Savalas Seed Bandcamp: https://savalasseed1.bandcamp.com/releases

"He's The Law 45th anniversary music video"
https://youtu.be/qllbagBOIAo

Tjm86

Quote from: Professor Bear on 27 September, 2017, 06:14:36 PM
So the logo of the girls' comic is bigger than the logo from the boys' comic?  The castration of white male culture at the hands of the matriarchal conspiracy continues.

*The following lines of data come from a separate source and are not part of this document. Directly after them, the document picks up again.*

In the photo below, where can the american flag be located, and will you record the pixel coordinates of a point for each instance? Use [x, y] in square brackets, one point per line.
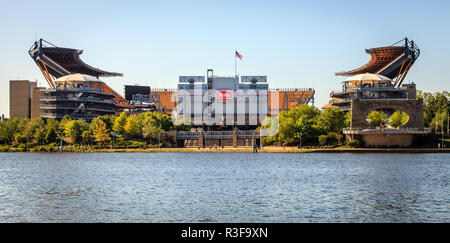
[239, 55]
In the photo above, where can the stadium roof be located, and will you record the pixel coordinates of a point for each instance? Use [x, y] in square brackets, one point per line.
[391, 61]
[64, 61]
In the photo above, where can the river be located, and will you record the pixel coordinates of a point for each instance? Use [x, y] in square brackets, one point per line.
[224, 187]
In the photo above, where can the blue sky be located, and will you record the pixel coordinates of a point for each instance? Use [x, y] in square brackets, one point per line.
[295, 43]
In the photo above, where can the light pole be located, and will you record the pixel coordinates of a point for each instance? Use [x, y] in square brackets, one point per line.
[300, 145]
[442, 132]
[60, 144]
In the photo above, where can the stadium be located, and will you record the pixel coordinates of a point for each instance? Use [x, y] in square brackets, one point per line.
[76, 89]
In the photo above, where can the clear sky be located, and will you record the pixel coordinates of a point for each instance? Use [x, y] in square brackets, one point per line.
[295, 43]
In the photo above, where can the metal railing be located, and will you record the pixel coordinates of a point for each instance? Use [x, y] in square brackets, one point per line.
[406, 130]
[217, 134]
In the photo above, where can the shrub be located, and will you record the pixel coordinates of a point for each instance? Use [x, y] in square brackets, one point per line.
[354, 143]
[323, 140]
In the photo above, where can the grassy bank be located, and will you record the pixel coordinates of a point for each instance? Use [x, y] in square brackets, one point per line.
[267, 149]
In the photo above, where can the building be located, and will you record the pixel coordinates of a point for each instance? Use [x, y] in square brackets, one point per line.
[276, 100]
[80, 96]
[379, 86]
[24, 99]
[226, 110]
[74, 88]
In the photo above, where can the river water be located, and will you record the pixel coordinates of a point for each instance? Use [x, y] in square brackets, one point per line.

Not sure I'd call it 'castration'.  Have you seen the size of that chopper?

SmallBlueThing(Reborn)

Regarding The Phoenix, it's been on regular sale in my WH Smith's for at least a year. I've bought it for my youngest a few times, but he really doesn't like it, he says.
He has recently asked me to stop getting him the Beano, which he's been reading since he was about seven, because "it's now full of fads and trendy stuff like fidget spinners" (his words, he's 12) and despite my offering to buy him any comic whatsoever, said he'd prefer a games magazine. His brother (14) has had 2000ad weekly for the past three years or so, and gets upset when I ask him if he still wants me to get it for him, because "duh, obviously". We are currently negotiating my buying him a subscription if he goes to uni in four years.